Selon Louis Roy, ces péripéties reflétaient également les tensions entre les médecins et les administrations des trois hôpitaux qui seront regroupés dans le nouvel établissement, soit les centres hospitaliers de St-Luc, Notre-Dame et de l’Hôtel-Dieu.

La classe d’affaires frappé d’immobilisme

Il faut aussi ajouter que le milieu des affaires, qui obéit le plus souvent à l’œil et au doigt à Paul Desmarais, n’exprime pas beaucoup d’enthousiasme à se cotiser pour le nouveau projet.

Dans un récent éditorial, exactement deux ans, jour pour jour, après le choix de l’emplacement St-Luc, l’éditorialiste en chef de La Presse, André Pratte, reconnaissait qu’« après des mois de recherche, on n'a toujours pas trouvé la personne qui présidera la campagne auprès des grands donateurs, dont on attend la moitié des 200 millions venant du privé ».

Au cours de la même semaine, la direction du CHUM annonçait la levée de la première pelletée de terre pour l’été 2009 pour un édifice devant être terminé en 2013. Bien plus, la direction a choisi de commencer les travaux modestement en concentrant son énergie autour de son Centre de recherche, qui n'accapare que le cinquième du budget consacré au méga-hôpital francophone. Et, encore là, Clermont Gignac, le patron du projet de construction, n’a pu dire aux journalistes si l’édifice comprendrait 8, 10 ou 12 étages!

Le plus important PPP au monde

Un des aspects qui font le plus tiquer Louis Roy et la CSN, c’est que les deux méga-hôpitaux seront construits en Partenariat Public Privé (PPP). « À 3,6 milliards actuellement, c’est sans doute le projet en PPP le plus important au monde. Les risques sont énormes. »

La CSN suit de près le dossier des PPP à l’échelle internationale. Louis Roy a récemment participé à des réunions de l’OCDE à ce sujet où la Centrale s’est employée à démolir les arguments favorables aux PPP. Dans le Mémoire présenté à cette occasion, la CSN démontre que les PPP ne réduisent pas les coûts des projets, n’ajoutent rien aux investissements publics, n’améliorent pas la qualité des infrastructures et des services à la population, ni ne contribuent à l’amélioration de l’emploi et des conditions de travail des employés.

C’est ce qu’a révélé l’étude de plusieurs PPP à travers le monde, si bien que l’OCDE, nous dit Louis Roy, est de plus en plus réticente à l’égard des projets en PPP. Au Québec, « la direction du CHU-McGill est hostile au modèle PPP qu’elle s’est fait imposer ».

Louis Roy ajoute que, « malgré les prétentions contraires de ses promoteurs, les PPP ne transfèrent pas les risques au privé » et il en donne pour preuve que, si les constructions neuves ont été octroyées en PPP, la rénovation de l’Hôpital St-Luc ne l’a pas été. « Avec la rénovation, il y a trop de risques.
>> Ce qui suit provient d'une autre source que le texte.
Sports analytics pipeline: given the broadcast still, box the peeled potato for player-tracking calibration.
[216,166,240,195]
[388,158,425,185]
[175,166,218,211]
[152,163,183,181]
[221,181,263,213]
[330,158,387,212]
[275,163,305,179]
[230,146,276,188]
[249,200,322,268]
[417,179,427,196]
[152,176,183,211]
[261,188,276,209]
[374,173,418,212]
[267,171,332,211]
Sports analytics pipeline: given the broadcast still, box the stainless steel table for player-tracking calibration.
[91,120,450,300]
On ne sait pas ce qu’on va trouver en ouvrant les murs. »

Les PPP ouvre la porte à sous-traitance

Une des craintes de la CSN est que les promoteurs liquident certains services comme la buanderie ou la cafétéria – et les donnent en sous-traitance – pour respecter les contraintes budgétaires. À ce chapitre, les propos des promoteurs entendus lors de l’annonce de la première pelletée de terre n’ont rien pour le rassurer.

Selon le journaliste Denis Lessard de La Presse (8 avril 2008), « la direction garde sous la main des plans B et C dans l'éventualité où tout ne se passe pas comme prévu ».
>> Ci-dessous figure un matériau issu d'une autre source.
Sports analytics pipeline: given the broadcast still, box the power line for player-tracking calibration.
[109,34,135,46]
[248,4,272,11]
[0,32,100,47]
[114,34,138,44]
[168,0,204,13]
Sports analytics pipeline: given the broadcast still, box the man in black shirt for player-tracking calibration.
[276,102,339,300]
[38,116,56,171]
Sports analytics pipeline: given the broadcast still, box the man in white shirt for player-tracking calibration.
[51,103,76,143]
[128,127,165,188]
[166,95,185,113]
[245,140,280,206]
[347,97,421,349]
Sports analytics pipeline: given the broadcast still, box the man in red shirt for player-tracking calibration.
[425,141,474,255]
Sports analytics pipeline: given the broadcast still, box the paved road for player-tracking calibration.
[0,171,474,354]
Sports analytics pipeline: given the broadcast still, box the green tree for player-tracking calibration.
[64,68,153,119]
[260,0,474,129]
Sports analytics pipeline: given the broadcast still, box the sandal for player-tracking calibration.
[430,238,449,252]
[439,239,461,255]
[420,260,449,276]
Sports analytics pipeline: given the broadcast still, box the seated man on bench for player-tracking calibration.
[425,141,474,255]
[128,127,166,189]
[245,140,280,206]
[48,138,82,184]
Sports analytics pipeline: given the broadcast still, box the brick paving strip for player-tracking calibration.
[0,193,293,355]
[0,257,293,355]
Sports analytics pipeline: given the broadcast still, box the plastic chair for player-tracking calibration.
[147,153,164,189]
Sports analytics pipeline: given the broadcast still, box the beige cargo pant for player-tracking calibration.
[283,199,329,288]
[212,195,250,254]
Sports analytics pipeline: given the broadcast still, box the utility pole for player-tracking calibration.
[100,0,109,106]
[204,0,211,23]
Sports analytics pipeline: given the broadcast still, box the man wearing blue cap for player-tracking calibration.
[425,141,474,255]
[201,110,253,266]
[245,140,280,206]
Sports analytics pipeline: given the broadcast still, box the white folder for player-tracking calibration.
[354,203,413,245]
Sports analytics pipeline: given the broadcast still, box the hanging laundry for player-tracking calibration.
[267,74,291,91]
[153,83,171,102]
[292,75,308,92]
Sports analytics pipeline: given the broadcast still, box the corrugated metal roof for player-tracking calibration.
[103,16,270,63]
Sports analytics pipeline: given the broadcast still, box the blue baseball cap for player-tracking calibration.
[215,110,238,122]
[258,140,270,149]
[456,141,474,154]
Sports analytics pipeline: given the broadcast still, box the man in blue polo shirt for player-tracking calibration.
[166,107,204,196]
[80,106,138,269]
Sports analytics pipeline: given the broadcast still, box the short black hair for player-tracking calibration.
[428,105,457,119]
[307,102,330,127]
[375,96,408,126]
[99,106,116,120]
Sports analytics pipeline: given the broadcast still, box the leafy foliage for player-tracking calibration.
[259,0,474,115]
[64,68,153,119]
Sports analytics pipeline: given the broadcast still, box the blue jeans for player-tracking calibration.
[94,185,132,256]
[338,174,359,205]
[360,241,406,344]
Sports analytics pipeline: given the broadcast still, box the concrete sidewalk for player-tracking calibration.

Le patron du CHUM, le docteur Dr Denis-Richard Roy, a aussi reconnu en commission parlementaire que le nombre de salles de radiologie pourrait être diminué pour contenir l'augmentation des coûts. Pour l'heure, tout ce qui paraît assuré dans le projet francophone, c'est que 700 lits devront être disponibles.

Retards dans la planification, absence d’enthousiasme de la communauté d’affaires, il ne manquerait plus qu’une récession pour repousser aux calendes grecques ce méga-projet bicéphale, complètement disproportionné pour les besoins de la population et les ressources du Québec.
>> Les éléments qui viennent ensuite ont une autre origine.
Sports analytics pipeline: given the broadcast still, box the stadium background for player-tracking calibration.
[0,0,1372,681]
Un scénario possible serait que le CHU-McGill aille de l’avant, pendant que le CHUM stagne. On imagine la crise politique qu’il en résulterait.

Bien que des groupes se soient prononcés pour la construction d’un seul CHU ou même contre les deux projets en plaidant plutôt pour la rénovation des installations existantes, la CSN n’a pas pris position dans ce débat. Mais Louis Roy n’en croit pas moins qu’on n’a pas fait la démonstration que les deux monstres vont améliorer les services à la population.